Streaming Inserts
Streaming inserts use PostgreSQL's COPY FROM STDIN protocol. This feature is not available for other databases.
Streaming inserts use PostgreSQL's COPY protocol to load data significantly faster than individual INSERT statements. Data is text-encoded in batches and streamed directly to the server, bypassing the overhead of prepared statements.
streamingInsert.of() returns an Operation<Long> that can be transacted like any other operation. The COPY participates in the current transaction, so it can be composed with other operations atomically.
Single Column
For simple cases, use the PgText encoder from the type directly:
- Kotlin
- Java
- Scala
// Insert a list of strings using COPY
fun insertNames(names: Iterator<String>, tx: Transactor): Long {
return streamingInsert
.of("COPY users(name) FROM STDIN", 1000, names, PgTypes.text.pgText())
.transact(tx)
}
// Insert a list of strings using COPY
long insertNames(Iterator<String> names, Transactor tx) {
return streamingInsert
.of("COPY users(name) FROM STDIN", 1000, names, PgTypes.text.pgText())
.transact(tx);
}
// Insert a list of strings using COPY
def insertNames(names: Iterator[String], tx: Transactor): Long =
streamingInsert
.of("COPY users(name) FROM STDIN", 1000, names, PgTypes.text.pgText())
.transact(tx)
| Parameter | Description |
|---|---|
copyCommand | A PostgreSQL COPY ... FROM STDIN command |
batchSize | Number of rows to buffer before flushing to the server |
rows | An Iterator over your data |
text | A PgText<T> encoder for your row type |
Multi-Column Rows
For rows with multiple columns, derive a PgText encoder from a RowCodec:
- Kotlin
- Java
- Scala
// Define a RowCodec for your row type
val productCodec: RowCodec<ProductRow> = RowCodec.builder<ProductRow>()

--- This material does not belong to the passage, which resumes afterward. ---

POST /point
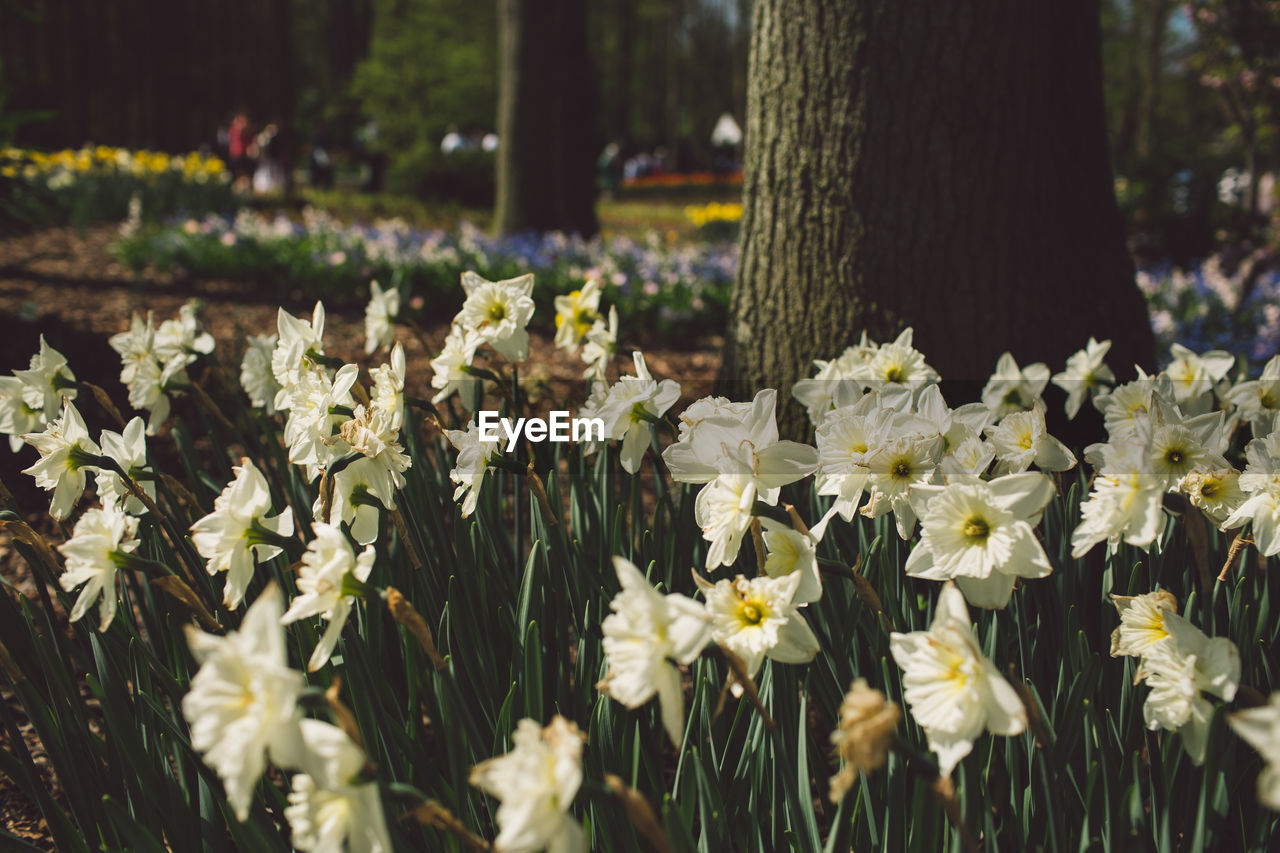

.field(PgTypes.text, ProductRow::name)
.field(PgTypes.numeric, ProductRow::price)
.field(PgTypes.int4, ProductRow::quantity)
.build(::ProductRow)
// PgText.from() derives a text encoder from the RowCodec
val productText: PgText<ProductRow> = PgText.from(productCodec.underlying)
fun insertProducts(products: Iterator<ProductRow>, tx: Transactor): Long {
return streamingInsert
.of("COPY products(name, price, quantity) FROM STDIN", 1000, products, productText)
.transact(tx)
}
// Define a RowCodec for your row type
static RowCodec<ProductRow> productCodec = RowCodec.<ProductRow>builder()
.field(PgTypes.text, ProductRow::name)
.field(PgTypes.numeric, ProductRow::price)
.field(PgTypes.int4, ProductRow::quantity)
.build(ProductRow::new);
// PgText.from() derives a text encoder from the RowCodec
static PgText<ProductRow> productText = PgText.from(productCodec);
long insertProducts(Iterator<ProductRow> products, Transactor tx) {
return streamingInsert
.of("COPY products(name, price, quantity) FROM STDIN", 1000, products, productText)
.transact(tx);
}
// Define a RowCodec for your row type
val productCodec: RowCodec[ProductRow] =
RowCodec.builder[ProductRow]()
.field(PgTypes.text)(_.name)
.field(PgTypes.numeric)(_.price)
.field(PgTypes.int4)(_.quantity)
.build(ProductRow.apply)
// PgText.from() derives a text encoder from the RowCodec
val productText: PgText[ProductRow] = PgText.from(productCodec)
def insertProducts(products: Iterator[ProductRow], tx: Transactor): Long =
streamingInsert
.of("COPY products(name, price, quantity) FROM STDIN", 1000, products, productText)
.transact(tx)
PgText.from(rowCodec) uses each column's text encoder to produce tab-delimited COPY format. The same RowCodec you use for reading rows can drive bulk loading.
Supported Types
Most PostgreSQL types support text encoding for COPY. Types that don't (such as jsonb) will throw UnsupportedOperationException at encode time.
Batch Size
The batchSize parameter controls how many rows are buffered in memory before being flushed to PostgreSQL. A larger batch size reduces network round-trips but uses more memory. A value between 1000-10000 is a reasonable starting point.